La COP 24 est une belle occasion pour toucher du doigt l’éventuel relèvement des ambitions de l’Accord de Paris. Mais l’année 2018 marque tout juste la fin d’une période de trois ans où les pays ont défini les règles de l’Accord signé en 2015 : quels engagements prendre ? Comment les tenir ? Il semble donc encore un peu tôt dans les négociations pour espérer rehausser nos objectifs. Nous attendrons donc sûrement 2020 bien que, d’un point de vue purement climatique, il soit nécessaire d’agir dès maintenant. Le seul point d’espoir tient à la publication, en octobre, d’un rapport spécial du GIEC sur les conséquences d’un réchauffement planétaire de 1,5 °C, qui retiendra peut-être l’attention de certains négociateurs.

En France, la loi sur la transition énergétique va-t-elle dans le bon sens ?

Nous visons une division par quatre de nos émissions d’ici 2050, tout à fait compatible avec l’Accord de Paris – et qui va même au-delà étant donné que chacun participe à hauteur de ses émissions et que les pays développés ont donc un effort plus important à fournir. De plus, Nicolas Hulot a récemment annoncé viser la neutralité carbone à l’horizon 2050, contre la deuxième partie de ce siècle dans le cadre de l’Accord de Paris. La loi relative à la transition énergétique pour la croissance verte (TECV) adoptée en 2015 marque également un progrès. Principal bémol : elle se focalise sur l’énergie et oublie les émissions du secteur agricole (méthane et protoxyde d’azote), qui sont certes moins importantes en quantité mais néanmoins loin d’être négligeables.  
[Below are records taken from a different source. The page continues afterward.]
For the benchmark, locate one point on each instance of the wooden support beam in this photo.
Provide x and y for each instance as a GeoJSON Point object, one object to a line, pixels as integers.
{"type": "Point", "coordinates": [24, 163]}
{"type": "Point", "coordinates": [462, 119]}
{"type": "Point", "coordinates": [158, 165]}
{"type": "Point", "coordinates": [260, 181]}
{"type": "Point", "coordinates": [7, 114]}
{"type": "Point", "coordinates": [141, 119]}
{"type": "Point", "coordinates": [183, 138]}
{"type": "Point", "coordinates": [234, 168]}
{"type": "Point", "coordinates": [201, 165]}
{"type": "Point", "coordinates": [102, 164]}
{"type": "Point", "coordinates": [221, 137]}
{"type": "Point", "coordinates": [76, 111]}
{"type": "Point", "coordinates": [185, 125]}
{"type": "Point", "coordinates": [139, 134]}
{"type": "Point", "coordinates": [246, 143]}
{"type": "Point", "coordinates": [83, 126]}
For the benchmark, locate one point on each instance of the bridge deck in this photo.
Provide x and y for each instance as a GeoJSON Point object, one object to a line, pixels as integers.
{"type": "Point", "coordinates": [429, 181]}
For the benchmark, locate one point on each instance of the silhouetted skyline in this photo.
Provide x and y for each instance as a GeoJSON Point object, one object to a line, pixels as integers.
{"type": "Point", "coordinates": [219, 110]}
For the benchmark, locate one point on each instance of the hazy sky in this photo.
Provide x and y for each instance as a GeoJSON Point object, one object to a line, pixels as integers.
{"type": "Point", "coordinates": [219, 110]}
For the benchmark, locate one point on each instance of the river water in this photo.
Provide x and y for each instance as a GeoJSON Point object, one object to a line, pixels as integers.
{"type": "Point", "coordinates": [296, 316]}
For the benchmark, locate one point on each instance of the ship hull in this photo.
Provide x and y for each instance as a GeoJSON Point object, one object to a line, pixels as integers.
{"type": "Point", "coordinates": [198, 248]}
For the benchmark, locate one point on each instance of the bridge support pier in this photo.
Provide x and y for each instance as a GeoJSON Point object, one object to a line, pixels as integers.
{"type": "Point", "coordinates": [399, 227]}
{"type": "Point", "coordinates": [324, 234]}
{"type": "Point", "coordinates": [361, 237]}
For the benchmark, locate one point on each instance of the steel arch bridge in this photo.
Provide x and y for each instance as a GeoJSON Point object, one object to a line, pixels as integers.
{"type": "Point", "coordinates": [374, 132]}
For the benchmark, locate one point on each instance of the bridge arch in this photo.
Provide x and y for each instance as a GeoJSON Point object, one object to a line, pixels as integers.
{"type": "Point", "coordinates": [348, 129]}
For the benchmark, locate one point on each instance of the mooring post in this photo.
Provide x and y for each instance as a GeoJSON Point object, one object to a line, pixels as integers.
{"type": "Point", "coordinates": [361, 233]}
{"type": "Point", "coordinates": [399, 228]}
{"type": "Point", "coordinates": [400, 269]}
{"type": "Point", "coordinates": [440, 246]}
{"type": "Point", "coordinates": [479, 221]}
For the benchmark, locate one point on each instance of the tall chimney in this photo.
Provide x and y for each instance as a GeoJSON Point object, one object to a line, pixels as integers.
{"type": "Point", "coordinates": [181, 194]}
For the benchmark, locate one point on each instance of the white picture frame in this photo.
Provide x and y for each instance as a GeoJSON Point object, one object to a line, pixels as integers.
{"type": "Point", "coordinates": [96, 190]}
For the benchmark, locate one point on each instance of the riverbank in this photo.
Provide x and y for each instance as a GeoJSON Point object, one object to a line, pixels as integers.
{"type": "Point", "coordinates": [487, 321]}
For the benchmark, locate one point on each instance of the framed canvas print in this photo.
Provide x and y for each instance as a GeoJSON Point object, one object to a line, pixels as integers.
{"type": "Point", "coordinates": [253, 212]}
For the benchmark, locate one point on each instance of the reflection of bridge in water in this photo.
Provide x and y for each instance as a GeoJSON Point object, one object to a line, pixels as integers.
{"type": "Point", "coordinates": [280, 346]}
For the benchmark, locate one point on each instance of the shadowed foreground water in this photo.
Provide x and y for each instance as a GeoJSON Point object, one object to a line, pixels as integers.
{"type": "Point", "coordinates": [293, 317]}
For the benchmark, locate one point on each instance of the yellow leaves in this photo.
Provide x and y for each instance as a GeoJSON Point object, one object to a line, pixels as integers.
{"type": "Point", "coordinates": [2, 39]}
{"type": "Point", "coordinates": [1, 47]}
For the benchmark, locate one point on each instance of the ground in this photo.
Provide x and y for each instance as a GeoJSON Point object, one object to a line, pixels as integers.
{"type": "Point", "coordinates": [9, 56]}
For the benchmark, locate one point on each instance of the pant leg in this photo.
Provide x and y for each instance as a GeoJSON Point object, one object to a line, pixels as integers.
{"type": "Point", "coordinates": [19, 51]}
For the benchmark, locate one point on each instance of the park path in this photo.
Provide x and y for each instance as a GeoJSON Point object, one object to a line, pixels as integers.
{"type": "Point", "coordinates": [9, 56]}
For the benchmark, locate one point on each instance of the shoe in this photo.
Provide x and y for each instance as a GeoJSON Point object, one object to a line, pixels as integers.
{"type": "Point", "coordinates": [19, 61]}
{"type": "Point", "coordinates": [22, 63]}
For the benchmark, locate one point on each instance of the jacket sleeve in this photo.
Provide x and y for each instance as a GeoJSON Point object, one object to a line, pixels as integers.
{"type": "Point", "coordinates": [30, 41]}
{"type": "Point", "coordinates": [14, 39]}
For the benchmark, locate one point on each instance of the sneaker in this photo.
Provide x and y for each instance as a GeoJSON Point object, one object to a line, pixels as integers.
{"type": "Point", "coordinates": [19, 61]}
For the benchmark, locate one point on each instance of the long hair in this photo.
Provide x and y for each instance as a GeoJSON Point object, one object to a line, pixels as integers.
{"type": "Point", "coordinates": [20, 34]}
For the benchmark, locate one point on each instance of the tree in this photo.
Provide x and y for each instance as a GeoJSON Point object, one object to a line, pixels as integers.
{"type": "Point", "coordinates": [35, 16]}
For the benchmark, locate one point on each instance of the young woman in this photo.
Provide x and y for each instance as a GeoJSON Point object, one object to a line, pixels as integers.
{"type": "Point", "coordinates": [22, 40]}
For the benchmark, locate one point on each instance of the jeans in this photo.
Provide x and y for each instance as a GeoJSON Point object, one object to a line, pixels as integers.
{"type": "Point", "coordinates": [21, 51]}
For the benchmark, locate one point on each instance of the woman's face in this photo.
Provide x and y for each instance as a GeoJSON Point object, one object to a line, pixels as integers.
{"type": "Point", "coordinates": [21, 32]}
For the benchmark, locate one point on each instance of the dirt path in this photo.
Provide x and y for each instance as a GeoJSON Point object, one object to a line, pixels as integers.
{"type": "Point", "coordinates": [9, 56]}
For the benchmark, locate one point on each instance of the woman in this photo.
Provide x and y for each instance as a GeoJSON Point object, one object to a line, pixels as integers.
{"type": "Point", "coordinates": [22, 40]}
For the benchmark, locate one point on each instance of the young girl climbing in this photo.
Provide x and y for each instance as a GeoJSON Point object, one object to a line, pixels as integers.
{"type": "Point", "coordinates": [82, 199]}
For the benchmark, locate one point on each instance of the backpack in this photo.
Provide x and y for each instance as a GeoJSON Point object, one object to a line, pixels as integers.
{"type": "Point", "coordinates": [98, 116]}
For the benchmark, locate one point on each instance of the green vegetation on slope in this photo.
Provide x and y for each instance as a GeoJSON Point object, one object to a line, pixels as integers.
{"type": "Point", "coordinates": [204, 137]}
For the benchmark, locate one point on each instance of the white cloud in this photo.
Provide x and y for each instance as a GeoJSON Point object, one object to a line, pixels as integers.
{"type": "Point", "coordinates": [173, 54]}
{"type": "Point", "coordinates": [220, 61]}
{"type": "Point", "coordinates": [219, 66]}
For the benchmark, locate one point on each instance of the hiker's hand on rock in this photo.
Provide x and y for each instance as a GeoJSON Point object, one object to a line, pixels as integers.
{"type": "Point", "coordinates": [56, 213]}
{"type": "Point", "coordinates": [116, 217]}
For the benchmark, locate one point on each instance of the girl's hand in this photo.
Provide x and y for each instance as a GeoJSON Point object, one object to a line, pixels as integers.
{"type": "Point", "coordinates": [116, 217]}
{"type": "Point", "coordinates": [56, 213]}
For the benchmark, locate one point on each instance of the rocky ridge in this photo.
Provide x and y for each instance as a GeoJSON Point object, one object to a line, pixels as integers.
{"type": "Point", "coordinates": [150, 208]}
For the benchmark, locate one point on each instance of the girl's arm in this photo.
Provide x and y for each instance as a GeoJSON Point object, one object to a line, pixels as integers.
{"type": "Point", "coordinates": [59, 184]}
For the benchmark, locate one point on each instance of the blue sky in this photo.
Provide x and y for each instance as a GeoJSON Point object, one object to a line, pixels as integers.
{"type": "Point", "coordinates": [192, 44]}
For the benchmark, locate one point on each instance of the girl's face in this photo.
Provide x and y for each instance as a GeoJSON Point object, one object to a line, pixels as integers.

« En 2017, nos émissions ont augmenté de 3,2 %, ce qui nous éloigne complètement de notre trajectoire »

Dans les textes, la situation est plutôt encourageante, avec également un Plan national d’adaptation au changement climatique qui devrait être promulgué d’ici la fin de l’année. Mais en pratique, le bilan est plus nuancé puisqu’en 2017, nos émissions ont augmenté de 3,2 %, ce qui nous éloigne complètement de notre trajectoire. En outre, nous savons d’ores-et-déjà que notre objectif d’avoir, en 2020, 23 % d’énergie renouvelable dans notre consommation ne sera pas atteint, tout comme la réduction de nos émissions de 40 % d’ici 2030 sera difficile.

Au niveau individuel, pouvons-nous encore espérer avoir un impact positif quelconque ?

Bien sûr, cela est possible et souhaitable ! En un sens, le réchauffement climatique est enthousiasmant pour les jeunes générations car il implique de changer tout notre modèle de développement : urbanisme, transport, habitudes d’alimentation et de consommation. Nous avons tous, et je m’inclus dedans, une certaine part d’égoïsme qui rend difficile la prise en compte du changement climatique à notre échelle individuelle, mais il n’y a pas de petit effort pour tendre vers un mode de vie plus sobre. Cela se joue dans les dizaines de décisions que nous prenons au quotidien, et doit être encouragé par les Etats et les collectivités locales, qui sont en première ligne de ce combat : le changement des habitudes de transport passe ainsi par l’élaboration d’une offre de transports propres par les collectivités.

« Il n’y a pas de petit effort pour tendre vers un mode de vie plus sobre »

Et, contrairement à une idée reçue très répandue, la lutte contre le réchauffement climatique n’entrave pas la croissance mais serait, au contraire, le symbole d’un nouveau dynamisme économique. Six millions d’emplois pourraient ainsi être créés en Europe d’ici 2050 et, pour la France seule, l’Ademe évoque un potentiel de 90 0000 créations d’emplois. C’est simplement une autre forme de dynamisme que celle que nous cherchons aujourd’hui, et vers laquelle il nous faut tendre.